Sally Julia Dexter is an English actress of stage and screen. She won the 1987 Olivier Award for Most Promising Newcomer for Dalliance. Her other West End stage credits include the musicals Oliver! (1994), Sister Act (2010) and Billy Elliot the Musical (2013). Her television credits include the ITV soap operas Night and Day (2001–2003) and Emmerdale (2017–2019, 2021–2022, 2025).

==Career==
Dexter was educated at Chiltern Edge School, King James's College (now Henley College) at Henley-on-Thames, and the London Academy of Music and Dramatic Art. Her onscreen appearances have included A Touch of Frost, Dalziel and Pascoe, Toast of London, and Family, as well as the long-running Night and Day. As a stage actress, Dexter has appeared in both straight plays and musicals in London's West End. In 1987, she won the Olivier Award for Most Promising Newcomer in Theatre, for her performance in the 1986 production of Dalliance. Her other credits include Nancy in Sam Mendes's 1994 revival of Oliver! at the London Palladium opposite Jonathan Pryce. For her performance in Oliver!, she received an Olivier Award nomination. The Variety reviewer wrote: "If this 'Oliver!' creates any star, it should be RSC alumna Sally Dexter, whose blowsy, huge-voiced Nancy is the career-making performance this actress has long deserved." She also appeared in A Touch of Frost from 1994 until 2003.

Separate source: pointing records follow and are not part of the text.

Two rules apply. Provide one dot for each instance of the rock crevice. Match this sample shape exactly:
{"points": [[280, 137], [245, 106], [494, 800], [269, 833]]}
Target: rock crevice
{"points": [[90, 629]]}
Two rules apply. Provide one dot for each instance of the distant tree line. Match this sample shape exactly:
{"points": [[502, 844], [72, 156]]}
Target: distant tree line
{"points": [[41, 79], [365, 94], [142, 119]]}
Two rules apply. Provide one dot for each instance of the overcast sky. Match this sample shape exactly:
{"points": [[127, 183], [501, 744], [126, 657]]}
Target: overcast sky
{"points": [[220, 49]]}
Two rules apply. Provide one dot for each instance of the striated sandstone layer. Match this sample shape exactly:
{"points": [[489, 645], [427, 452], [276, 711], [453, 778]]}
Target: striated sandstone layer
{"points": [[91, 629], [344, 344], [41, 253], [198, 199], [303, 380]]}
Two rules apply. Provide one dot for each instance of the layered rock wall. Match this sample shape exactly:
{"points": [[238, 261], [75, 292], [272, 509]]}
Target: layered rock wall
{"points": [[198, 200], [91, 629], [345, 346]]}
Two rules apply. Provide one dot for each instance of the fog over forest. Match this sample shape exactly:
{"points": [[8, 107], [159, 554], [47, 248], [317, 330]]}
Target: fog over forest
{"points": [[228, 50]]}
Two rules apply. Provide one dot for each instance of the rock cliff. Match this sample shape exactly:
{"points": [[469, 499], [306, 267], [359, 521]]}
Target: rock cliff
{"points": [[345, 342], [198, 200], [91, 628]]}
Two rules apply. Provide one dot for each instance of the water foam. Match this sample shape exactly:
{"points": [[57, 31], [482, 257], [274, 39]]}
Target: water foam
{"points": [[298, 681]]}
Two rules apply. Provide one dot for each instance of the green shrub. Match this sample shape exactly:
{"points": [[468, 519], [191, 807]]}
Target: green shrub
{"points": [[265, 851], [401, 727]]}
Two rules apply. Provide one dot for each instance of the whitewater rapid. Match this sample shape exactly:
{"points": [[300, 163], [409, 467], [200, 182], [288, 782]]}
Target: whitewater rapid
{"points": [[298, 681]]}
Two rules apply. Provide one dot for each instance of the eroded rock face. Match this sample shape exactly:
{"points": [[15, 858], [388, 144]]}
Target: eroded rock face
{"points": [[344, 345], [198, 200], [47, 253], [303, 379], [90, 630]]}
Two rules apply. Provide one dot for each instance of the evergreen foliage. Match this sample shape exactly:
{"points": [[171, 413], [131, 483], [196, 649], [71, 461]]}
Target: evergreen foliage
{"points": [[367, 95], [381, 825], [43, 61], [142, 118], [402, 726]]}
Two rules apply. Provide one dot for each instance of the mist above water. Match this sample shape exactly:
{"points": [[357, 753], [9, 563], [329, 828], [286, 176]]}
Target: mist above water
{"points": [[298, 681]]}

Other roles include Mrs. Wilkinson in Billy Elliot the Musical opposite Leon Cooke for 12 months, leaving the show to standing ovations, Lady Macbeth in Macbeth opposite Rufus Sewell, Anna in the original production of Patrick Marber's Closer and Regan in King Lear. She spent several years playing roles with the Royal Shakespeare Company and at the Royal National Theatre, London. She starred in Bad Girls: The Musical at the Garrick Theatre, London in 2007, and can be heard on its original cast recording along with the London Palladium cast recording for Oliver!, and as Madame Giry on the concept cast recording of Andrew Lloyd Webber's Love Never Dies (A role she reprised in a 2023 West End concert). She took over in the role of Mother Superior in the London Palladium production of Sister Act from September to October 2010.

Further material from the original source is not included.